Right. Arthur Okonkwo. Wrexham's goalkeeper. Has told FIFA he wants to play for Nigeria instead of England. And FIFA said yes. And you know what? Good on him. Genuinely. Because that lad has done something that approximately zero people in professional football seem capable of doing anymore.

He's made a decision.

An actual, concrete, irreversible decision. Not a "we'll assess the situation in the coming weeks" decision. Not a "the club and the player's representatives are in ongoing dialogue" decision. A real one. With consequences. That you can't undo with a press conference and a PR firm.

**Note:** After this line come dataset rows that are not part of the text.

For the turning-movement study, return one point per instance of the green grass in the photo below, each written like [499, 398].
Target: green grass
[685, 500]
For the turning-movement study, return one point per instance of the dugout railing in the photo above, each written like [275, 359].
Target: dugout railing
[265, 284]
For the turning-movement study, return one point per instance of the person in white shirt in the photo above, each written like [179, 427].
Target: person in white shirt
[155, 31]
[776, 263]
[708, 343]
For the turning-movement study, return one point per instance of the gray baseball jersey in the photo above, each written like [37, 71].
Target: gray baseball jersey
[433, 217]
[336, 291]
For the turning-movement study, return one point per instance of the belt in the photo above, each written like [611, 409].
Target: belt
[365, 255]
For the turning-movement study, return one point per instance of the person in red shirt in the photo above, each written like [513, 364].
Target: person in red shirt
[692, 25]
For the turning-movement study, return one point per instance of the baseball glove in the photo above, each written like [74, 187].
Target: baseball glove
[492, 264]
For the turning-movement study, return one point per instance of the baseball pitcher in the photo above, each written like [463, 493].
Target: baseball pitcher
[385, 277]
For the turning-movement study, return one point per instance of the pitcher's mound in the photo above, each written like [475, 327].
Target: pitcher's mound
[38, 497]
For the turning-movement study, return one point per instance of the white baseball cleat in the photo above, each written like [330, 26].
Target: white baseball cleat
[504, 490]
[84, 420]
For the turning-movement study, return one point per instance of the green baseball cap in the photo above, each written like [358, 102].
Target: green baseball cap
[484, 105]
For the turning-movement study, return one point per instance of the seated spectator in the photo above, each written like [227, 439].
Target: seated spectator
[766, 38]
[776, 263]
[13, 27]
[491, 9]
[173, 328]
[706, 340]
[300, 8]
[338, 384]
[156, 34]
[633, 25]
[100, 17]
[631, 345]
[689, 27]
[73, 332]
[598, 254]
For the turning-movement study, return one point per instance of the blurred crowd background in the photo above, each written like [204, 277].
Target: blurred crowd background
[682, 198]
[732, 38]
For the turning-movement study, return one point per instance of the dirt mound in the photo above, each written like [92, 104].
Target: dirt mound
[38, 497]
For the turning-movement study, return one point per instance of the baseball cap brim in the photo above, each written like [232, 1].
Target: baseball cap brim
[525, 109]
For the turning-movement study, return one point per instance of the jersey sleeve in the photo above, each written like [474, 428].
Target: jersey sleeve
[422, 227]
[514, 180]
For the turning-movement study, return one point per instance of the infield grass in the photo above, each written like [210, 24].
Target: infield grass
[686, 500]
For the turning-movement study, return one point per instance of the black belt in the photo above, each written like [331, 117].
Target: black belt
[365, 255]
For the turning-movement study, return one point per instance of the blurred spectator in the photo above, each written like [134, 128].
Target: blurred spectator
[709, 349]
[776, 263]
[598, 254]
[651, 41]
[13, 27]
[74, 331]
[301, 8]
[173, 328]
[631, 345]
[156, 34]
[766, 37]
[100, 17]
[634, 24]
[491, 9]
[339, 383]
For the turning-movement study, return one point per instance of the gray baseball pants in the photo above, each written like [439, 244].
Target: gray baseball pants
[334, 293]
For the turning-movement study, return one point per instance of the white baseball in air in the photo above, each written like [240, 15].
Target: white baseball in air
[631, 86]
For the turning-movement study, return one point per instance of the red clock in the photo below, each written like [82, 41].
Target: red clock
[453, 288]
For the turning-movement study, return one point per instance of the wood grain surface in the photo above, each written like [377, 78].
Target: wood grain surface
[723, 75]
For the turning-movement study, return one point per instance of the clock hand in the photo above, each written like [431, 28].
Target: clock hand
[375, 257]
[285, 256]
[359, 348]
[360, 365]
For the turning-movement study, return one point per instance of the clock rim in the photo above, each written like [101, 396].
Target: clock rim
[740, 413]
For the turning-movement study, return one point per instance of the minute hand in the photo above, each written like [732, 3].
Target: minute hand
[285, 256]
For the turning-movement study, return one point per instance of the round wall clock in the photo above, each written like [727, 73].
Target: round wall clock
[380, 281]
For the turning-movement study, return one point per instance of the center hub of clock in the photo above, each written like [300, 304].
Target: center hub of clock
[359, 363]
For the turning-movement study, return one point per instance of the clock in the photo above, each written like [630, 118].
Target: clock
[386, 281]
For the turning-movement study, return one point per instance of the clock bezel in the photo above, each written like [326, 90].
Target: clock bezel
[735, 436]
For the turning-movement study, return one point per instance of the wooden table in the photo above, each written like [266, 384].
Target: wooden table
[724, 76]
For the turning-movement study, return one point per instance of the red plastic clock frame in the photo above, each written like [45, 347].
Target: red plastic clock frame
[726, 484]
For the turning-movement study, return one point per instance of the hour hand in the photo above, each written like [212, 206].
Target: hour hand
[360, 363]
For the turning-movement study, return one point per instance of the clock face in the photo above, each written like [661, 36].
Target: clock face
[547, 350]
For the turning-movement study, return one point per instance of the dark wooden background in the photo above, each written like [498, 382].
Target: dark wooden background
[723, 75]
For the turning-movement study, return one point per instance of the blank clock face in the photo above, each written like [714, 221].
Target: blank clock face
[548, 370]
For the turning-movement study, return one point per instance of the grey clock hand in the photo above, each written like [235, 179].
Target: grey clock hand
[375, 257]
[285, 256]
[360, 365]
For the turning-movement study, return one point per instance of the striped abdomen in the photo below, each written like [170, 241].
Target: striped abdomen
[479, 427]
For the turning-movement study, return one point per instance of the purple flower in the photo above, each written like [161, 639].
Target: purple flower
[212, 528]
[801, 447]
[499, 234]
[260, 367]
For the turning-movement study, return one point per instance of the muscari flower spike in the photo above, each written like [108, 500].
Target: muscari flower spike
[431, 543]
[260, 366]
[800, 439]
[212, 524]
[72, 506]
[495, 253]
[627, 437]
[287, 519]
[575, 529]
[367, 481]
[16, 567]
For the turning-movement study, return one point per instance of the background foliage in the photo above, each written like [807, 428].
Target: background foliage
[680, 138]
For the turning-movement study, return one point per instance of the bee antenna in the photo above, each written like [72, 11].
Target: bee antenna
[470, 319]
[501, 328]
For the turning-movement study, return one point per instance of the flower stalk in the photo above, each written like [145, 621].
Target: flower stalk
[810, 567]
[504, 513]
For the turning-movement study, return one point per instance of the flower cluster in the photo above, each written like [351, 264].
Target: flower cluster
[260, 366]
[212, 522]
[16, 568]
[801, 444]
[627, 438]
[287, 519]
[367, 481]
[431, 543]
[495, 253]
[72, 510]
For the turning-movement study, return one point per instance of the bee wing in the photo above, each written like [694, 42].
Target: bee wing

In my day, you played for whoever picked you first and you were grateful. None of this shopping around business. But I'll tell you what, at least Okonkwo has committed. He's looked at his options, weighed it all up, and gone "right, Nigeria, let's have it." That takes guts. Especially when you're a young lad at Wrexham who could've sat around waiting for an England call that was probably never coming anyway.

That's the problem with modern football. Everyone wants to keep their options open. Managers won't commit to a formation. Boards won't commit to a manager. Players won't commit to a club beyond the length of time it takes their agent to learn the Italian for "release clause." But Okonkwo? Committed. Done. Dusted. Passport practically stamped.

And look, I'm not having a go at the lad for not choosing England. Let's be honest. England have got about fourteen goalkeepers ahead of him in the queue. Pickford's still there somehow. There's probably a lad at Brighton's academy who's already been earmarked for 2034. The FA have got a spreadsheet somewhere with fifty keepers ranked by expected saves per ninety and Okonkwo was probably number forty seven, sandwiched between a bloke at Crawley and a fifteen year old they spotted on YouTube.

Nigeria though? Nigeria are going to a World Cup. They've got proper pedigree. Jay Jay Okocha. Kanu. Taribo West with that mad hair. Don't get me started on how good that 1996 Olympic team was. Okonkwo gets to be part of something real there. Something where he might actually play.

And here's what nobody's talking about. This lad is at Wrexham. Championship Wrexham, who've just been battered 5-1 by Southampton and knocked out of the playoff places. His week has been absolutely rotten at club level. Most keepers would be hiding under the duvet eating biscuits. But Okonkwo's out here making life altering international commitments. That's what proper mental fortitude looks like. Not some podcast about "controlling the controllables." Just a bloke going "well that was terrible, anyway, I'm Nigerian now."

I managed a goalkeeper once at Barrow who couldn't decide which gloves to wear on a Saturday. Genuinely. He'd bring three pairs and rotate them at half time based on "how the wind felt." We shipped four at Kidderminster and he blamed the gloves. That's what indecision does to you. Rots your brain.

Okonkwo won't have that problem. He knows who he is. He knows where he's going. He's probably already learning the national anthem. Meanwhile, half the Premier League is full of players who won't even confirm what position they play.

So here's to you, Arthur. You've picked your country. You've picked your path. You've done it publicly and you've done it permanently. In a sport where everyone hedges every bet and every statement comes with six caveats and a lawyer, you've just gone and done something beautifully, refreshingly simple.

You've committed.

Now go and keep a clean sheet at the World Cup, son. Because after that Southampton game you owe us all one.